Home is where it all begins- ‘every spirit builds itself a house’

During the nineteenth century the home was viewed as “heaven on earth,” a hallowed haven in an uncertain world. When man, woman, or child crossed the threshold they were safe. “Not only from injury,” wrote John Ruskin, “but from all terror, doubt and division.” Today many of us cast a nostalgic glance backward. The Victorian era seems so calm, gentle, and gracious…so completely opposite from our own. Yet the four decades spanning the Civil War to turn of the century were among the most politically, socially, and economically turbulent years in our history. Why, then should a period of such profound upheaval comes down to us not only as an age of innocence but also as one of stability and tranquility?
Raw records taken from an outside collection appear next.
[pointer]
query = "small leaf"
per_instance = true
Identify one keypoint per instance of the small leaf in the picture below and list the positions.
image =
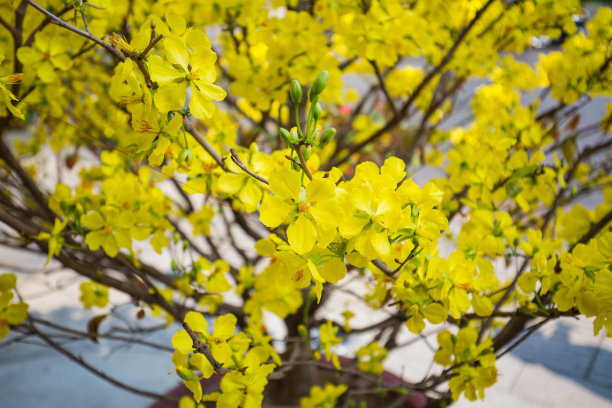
(93, 325)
I believe, in a larger part, it is because of a legacy of love left to us by our great grandmothers who reigned over their hearths as surely as Victoria did over her empire. Victorian women may not have had the vote or the trappings of power {including personal disposable income and independence} but they were the moral, spiritual, and physical center of the home, responsible for creating a welcome retreat of beauty, comfort, and contentment that would protect, nurture, and sustain those they love. To achieve this, ordinary middle class women elevated the pursuit of domestic bliss to an extraordinary art form, from white-linen Sunday dinners to blue-checked gingham Independence Day picnics. Women approached the domestic arts…cooking, decorating, gardening, handcrafts and entertaining…not as burdens but as a form of personal expression and a means of persuasion. Traditions that celebrated the jobs of home and family acted as the mystical mortar that held bodies and soul together in a tumultuous society that was changing at the speed of light.

“Home is where we start from,” T.S. Eliot observes. Today, a century after he was born, “home” is a place where many women are longing to return, if not literally, then figuratively. Begin believing that the time, energy, and emotion you invest daily in the soul craft of home caring…craving holds no more guarantees for us then it did for our Victorian foremothers. Yet they faced the future with full hearts, determined to create a lasting work of art: a happy, secure, and beautiful retreat of love and laughter. “We can too.” Author unknown

Millie’s quote for today, every spirit builds itself a house, and beyond its house a world, and beyond its world a heaven. Know then that world exist for you.

Ralph Waldo Emerson

My thought for today, home is where the heart is.